The Central Park Conservatory luncheon was one of the most important events on Cordelia's social calendar. It was held in a ballroom at the Plaza, and was already well under way when Schuyler arrived. She checked in at the registration table and found her grandmother seated in the center with well-preserved luminaries on either side.
"My granddaughter, Schuyler," Cordelia said, looking pleased.
Schuyler pecked her grandmother's cheek. She took a seat at the table, removing a program from her chair.
The yearly luncheon raised a significant sum for the upkeep and maintenance of the park. It was one of the Blue Bloods most cherished causes. It had been their idea to bring nature to New York, to bring an oasis to the heart of the city, a simulacrum of the Garden they had been banished from so long ago. Schuyler recognized many of the grande dames and socialites from The Committee meetings flitting about from table to table, greeting guests.
"Cordelia - what's Croatan?" Schuyler demanded, breaking in to the gossipy chitchat.
The table went silent, and several ladies raised their eyebrows at Schuyler and her grandmother.
Cordelia startled at the word. She broke the roll she was holding in two. "This is neither the time nor the place, young lady," she said quietly.
"I know you know. We saw it in one of the Repository books. It had your initials in them. Cordelia, I have to know," Schuyler whispered fiercely.
At the podium, the mayor was thanking the ladies of the conversancy for their generous donations and efforts to keep Central Park a vibrant and beautiful place. There was a ripple of applause, under which Cordelia admonished her granddaughter.
"Not now. I will tell you afterward, but you will not embarrass me at this function."
For the next hour, Schuyler sat glumly, picking at the herb chicken on her plate and listening to a host of speakers describe the new activities and developments planned for the park. There was a slide show on the new art exhibit, and a presentation on the restoration of Bethesda Fountain.
Finally, after they were given their gift bags, and she and Cordelia were safely ensconced in Cordelia's ancient limousine, with Julius driving, did Schuyler get her answers.

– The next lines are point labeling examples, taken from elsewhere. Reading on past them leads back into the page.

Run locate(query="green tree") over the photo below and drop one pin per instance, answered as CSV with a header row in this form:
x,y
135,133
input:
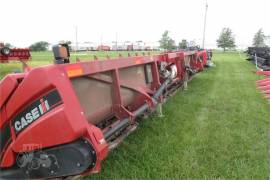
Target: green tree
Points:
x,y
166,42
226,39
39,46
258,40
183,44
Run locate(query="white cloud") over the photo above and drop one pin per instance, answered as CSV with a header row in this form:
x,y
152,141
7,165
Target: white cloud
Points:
x,y
53,20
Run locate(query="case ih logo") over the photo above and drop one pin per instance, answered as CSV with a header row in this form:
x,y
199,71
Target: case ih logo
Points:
x,y
37,109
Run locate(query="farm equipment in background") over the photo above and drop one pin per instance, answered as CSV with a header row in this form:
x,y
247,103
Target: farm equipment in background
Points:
x,y
260,56
264,84
13,54
62,120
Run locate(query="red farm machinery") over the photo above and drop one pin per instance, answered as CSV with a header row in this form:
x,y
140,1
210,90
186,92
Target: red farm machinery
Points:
x,y
13,54
62,120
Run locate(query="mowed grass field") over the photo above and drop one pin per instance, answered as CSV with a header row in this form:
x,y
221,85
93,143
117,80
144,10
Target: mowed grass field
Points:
x,y
218,128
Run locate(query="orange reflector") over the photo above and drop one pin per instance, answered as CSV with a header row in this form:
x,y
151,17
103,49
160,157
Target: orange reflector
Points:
x,y
138,61
74,71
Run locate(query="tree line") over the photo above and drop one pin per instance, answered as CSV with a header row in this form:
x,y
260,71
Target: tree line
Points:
x,y
226,40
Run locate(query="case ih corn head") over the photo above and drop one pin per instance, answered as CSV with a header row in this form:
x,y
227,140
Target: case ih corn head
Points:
x,y
62,120
14,54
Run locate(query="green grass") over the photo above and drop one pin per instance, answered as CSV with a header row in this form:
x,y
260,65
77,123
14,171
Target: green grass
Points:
x,y
219,128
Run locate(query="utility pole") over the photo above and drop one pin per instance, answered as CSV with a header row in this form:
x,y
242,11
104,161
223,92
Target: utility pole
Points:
x,y
116,41
204,26
76,35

"So you've found Catherine's diary. Yes, I left my initials there. For someone to find. I didn't know it would be you," Cordelia said, amused.
"It wasn't me. It was Oliver Hazard-Perry actually."
"Ah. Oliver, yes. A very helpful boy. From an excellent family. For Red Bloods, that is."
"Don't change the subject. What's Croatan?"
Cordelia raised the partition separating them from Julius. When it was fully closed, she turned to Schuyler with a frown. "What I am going to tell you is verboten. We cannot speak of it. The Committee has legislated it out of existence. They have even tried to suppress it from our memories."
"Why?" Schuyler asked, looking out the window at the city. It was another gray day, and Manhattan seemed to be lost in a fine mist, ghostly and majestic.
"As I told you, times have changed. The old ways are no more. The people in power do not believe. Even the woman who wrote that diary would disown her words. It would be too dangerous for her to admit her fears."
"How do you know she would feel that way?" Schuyler asked.
"Simple, because I wrote it. It's my diary."
"You're Catherine Carver?" Schuyler asked.
"Yes. I remember the Plymouth settlement clearly, almost as if it were yesterday. It was a terrible journey." She shuddered. "And an even more terrible winter followed it."
"Why? What happened?
"Croatan." Cordelia sighed. "An ancient word. It means Silver Blood."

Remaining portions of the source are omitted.